Samantha turned her back to the cheerful view outside her window. She tried to tune out the happy sounds coming from downstairs, but it didn’t work. A tear escaped from her eye, and she hastily wiped it away—she did not want to be caught crying. They have been so nice! she thought.

Other families had not been. They hadn’t really been mean or anything, and her physical needs had always been met—but she’d never felt like she had a real home where she belonged. And after a few weeks or months, she would move on to a new house and a new family—which was fine because she didn’t really miss the previous one much.

But the McMillans were different. Samantha could tell they really cared for her. That’s why thinking about leaving some day made her so sad. It’s better not to become too close, she thought. Another tear trailed its way down her cheek. Why am I upset? I should be happy. This is a nice family, I feel at home here, even though I’ve been here only four days.

Suddenly footsteps galloped up the stairs. That has to be Amy, she thought, smiling.

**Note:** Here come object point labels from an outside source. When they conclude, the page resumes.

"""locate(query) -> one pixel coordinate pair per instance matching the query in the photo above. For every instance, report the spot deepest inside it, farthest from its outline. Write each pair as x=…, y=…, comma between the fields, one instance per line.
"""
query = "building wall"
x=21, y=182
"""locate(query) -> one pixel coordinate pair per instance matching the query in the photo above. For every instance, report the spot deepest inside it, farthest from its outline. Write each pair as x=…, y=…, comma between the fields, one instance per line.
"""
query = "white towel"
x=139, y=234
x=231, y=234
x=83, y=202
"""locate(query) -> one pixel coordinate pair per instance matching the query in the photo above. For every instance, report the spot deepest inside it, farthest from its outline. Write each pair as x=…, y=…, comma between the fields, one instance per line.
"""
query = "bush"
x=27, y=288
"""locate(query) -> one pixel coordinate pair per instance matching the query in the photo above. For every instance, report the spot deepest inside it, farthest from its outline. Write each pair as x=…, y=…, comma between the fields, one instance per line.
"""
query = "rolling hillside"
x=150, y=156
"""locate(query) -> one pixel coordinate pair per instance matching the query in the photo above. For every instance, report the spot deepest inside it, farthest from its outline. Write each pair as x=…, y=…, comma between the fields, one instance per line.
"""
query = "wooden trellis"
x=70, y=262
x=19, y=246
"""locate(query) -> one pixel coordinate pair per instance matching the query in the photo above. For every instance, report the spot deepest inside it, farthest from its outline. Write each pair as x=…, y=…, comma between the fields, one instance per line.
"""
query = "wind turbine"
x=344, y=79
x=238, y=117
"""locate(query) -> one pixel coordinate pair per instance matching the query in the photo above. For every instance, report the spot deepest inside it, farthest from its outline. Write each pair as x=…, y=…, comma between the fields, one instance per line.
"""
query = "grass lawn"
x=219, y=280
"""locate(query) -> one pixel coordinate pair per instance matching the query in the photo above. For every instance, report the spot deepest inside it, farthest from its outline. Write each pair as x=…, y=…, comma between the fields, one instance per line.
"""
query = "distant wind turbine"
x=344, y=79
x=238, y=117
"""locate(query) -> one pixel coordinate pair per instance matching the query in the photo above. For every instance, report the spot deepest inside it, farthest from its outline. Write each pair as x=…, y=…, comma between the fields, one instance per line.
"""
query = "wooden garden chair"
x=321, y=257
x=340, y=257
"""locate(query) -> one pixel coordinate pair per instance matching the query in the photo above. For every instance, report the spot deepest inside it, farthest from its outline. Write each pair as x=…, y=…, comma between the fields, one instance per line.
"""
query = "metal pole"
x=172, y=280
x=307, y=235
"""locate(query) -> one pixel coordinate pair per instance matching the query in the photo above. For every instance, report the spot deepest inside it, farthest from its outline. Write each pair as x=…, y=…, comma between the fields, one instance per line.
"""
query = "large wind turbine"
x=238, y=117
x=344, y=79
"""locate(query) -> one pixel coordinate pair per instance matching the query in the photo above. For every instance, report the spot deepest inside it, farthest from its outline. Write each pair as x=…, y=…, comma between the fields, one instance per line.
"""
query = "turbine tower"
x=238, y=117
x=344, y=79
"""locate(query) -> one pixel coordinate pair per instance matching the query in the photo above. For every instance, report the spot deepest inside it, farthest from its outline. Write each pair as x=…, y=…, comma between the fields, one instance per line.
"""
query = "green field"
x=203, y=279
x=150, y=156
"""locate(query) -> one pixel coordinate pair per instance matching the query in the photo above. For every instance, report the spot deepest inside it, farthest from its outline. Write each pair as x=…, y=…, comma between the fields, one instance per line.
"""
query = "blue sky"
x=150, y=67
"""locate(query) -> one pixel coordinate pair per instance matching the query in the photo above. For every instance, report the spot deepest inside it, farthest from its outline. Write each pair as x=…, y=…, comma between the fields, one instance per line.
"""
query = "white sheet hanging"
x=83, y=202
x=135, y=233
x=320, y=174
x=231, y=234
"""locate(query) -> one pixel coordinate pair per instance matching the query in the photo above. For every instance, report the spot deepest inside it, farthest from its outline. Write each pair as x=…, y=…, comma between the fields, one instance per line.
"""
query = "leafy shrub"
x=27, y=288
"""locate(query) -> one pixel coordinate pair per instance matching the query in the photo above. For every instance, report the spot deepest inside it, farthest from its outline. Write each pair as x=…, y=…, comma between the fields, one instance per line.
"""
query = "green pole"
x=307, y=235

The door flew open, and six-year-old Amy bounded in, her pigtails bouncing and a huge smile on her face. “Samantha! Samantha! Mom has our dessert downstairs! You’d better hurry, or Kevin will eat it all up!” The whipped cream smeared across her cheek made it obvious that Amy had eaten hers already. She stopped abruptly and looked closely at Samantha in the darkening room. “Are you sad?”

Samantha jumped up. “Oh, I’m just thinking. What did your mom make for dessert?” she replied, trying to change the subject.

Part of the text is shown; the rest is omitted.